The loonie appears headed for a tug of war today given the opposing forces of stronger oil markets and a stronger U.S. currency. Oil jumped by a percent to nearly $72, the highest in years. The greenback may hold the upper hand after good news on the U.S. consumer today underscored rising optimism in the world’s top economy that has the Fed on track to raise rates for a second time this year next month. Canada’s marquee economic events arrive with Friday reports on inflation and retail sales, numbers that could potentially make or break a late May rate hike.


The U.S. dollar racked up more gains after bullish U.S. data pointed to the world’s top economy firing on more cylinders than Europe and Canada. Retail sales rose by 0.3% in April, meeting forecasts, while March spending got revised higher to 0.8% from 0.6%. The Empire State index topped forecasts with a reading over 20 for May. Today’s solid data suggest a near certainty of a Fed rate hike on Jun 13 and won’t undermine prospects of the Fed moving a total of four times this year, a faster pace than its previous forecasts months ago.

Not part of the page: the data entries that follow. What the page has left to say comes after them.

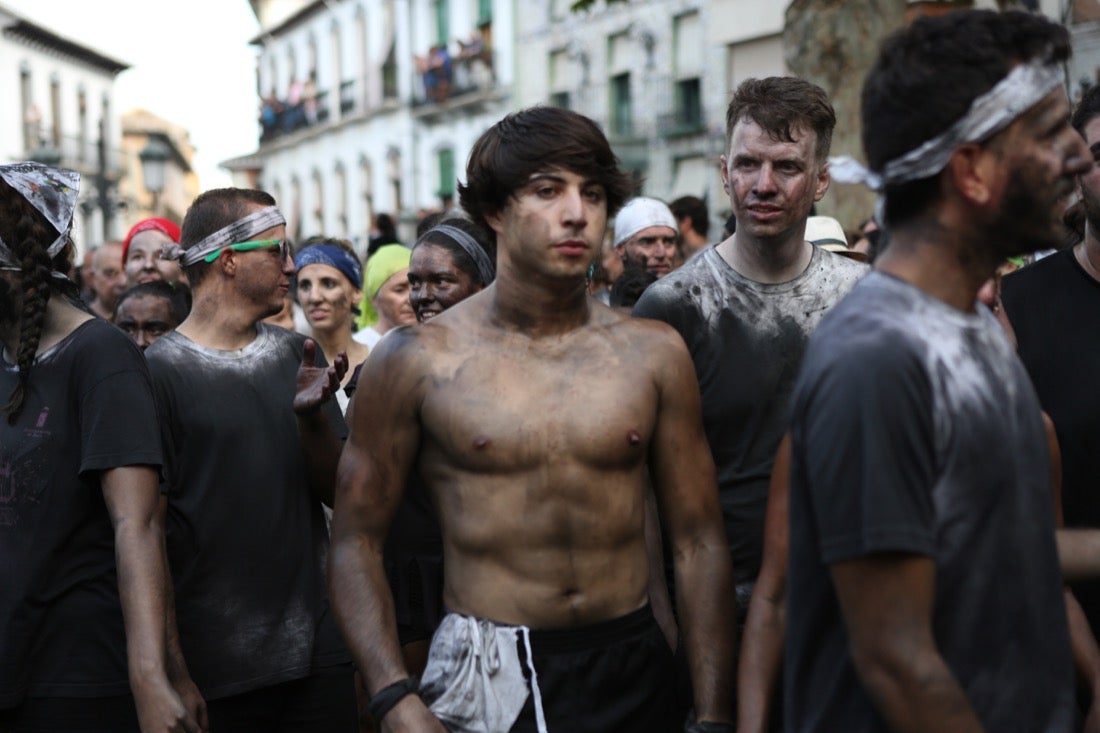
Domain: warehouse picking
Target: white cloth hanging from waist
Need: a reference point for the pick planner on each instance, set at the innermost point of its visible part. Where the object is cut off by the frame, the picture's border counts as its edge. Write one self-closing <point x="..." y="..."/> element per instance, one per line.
<point x="474" y="680"/>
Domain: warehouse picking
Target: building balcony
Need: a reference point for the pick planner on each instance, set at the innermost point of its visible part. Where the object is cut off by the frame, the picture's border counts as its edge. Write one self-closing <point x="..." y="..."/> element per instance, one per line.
<point x="77" y="153"/>
<point x="470" y="86"/>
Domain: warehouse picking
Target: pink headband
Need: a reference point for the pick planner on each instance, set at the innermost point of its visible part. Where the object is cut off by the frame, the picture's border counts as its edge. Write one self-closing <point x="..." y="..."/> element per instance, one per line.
<point x="168" y="228"/>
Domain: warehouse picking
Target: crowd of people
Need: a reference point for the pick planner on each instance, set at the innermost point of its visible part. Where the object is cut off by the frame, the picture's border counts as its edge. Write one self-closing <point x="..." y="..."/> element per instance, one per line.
<point x="565" y="462"/>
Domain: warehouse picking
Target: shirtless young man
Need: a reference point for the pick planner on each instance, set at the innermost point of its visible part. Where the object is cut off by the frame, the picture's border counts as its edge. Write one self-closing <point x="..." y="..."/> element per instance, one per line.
<point x="532" y="414"/>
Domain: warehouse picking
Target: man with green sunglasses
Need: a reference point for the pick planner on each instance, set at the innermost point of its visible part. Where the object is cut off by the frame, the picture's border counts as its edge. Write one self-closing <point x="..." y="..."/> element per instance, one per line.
<point x="251" y="438"/>
<point x="281" y="245"/>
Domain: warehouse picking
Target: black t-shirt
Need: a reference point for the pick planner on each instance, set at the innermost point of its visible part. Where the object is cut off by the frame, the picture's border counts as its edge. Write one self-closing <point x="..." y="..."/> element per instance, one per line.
<point x="88" y="408"/>
<point x="246" y="538"/>
<point x="914" y="429"/>
<point x="1054" y="306"/>
<point x="746" y="340"/>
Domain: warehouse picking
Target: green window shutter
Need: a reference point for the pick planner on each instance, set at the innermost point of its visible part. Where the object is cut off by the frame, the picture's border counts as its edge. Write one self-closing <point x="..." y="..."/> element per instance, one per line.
<point x="446" y="173"/>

The yen smashed through a key psychological level against the dollar, hitting its weakest in over three months. Rising U.S. Treasury yields are the archnemesis of the lower yielding yen, a move that traditionally steers capital flows to the U.S. and away from Japan which is running a negative base rate (-0.10%) to help keep the world’s No. 3 economy from backsliding. The market also appears to be lightening up on the yen ahead of data Wednesday that’s forecast to show Japan shifted into reverse during the first quarter with forecasts calling for a -0.2% print.


The euro slipped toward lows for the year after lackluster news on the German economy kept prospects of an ECB interest rate hike from zero on a far horizon. The world’s No. 4 economy grew at a 0.3% pace during the first quarter, which was below forecasts of 0.4%, and half the pace of Q4 when it advanced 0.6%. Meanwhile, data showing German investor optimism in the red for a second straight month and at the lowest level in 5 ½ years suggested that growth remains in a lower gear in the current quarter.


Sterling weakened against the buck but had its fall slowed somewhat by constructive news on the U.K. job market. Unemployment held at 4.2% in March, the lowest since 1975. The good news came on wages which rose 2.9% in the first quarter and outpaced the nation’s 2.5% rate of inflation, boding better for the outlook for consumer spending. On balance, the data offered a nascent sign of the U.K. economy stabilizing after a recent slowdown. Still, it’s going to take data showing stronger growth to put a pound-positive rate hike from 0.5% more firmly on the table.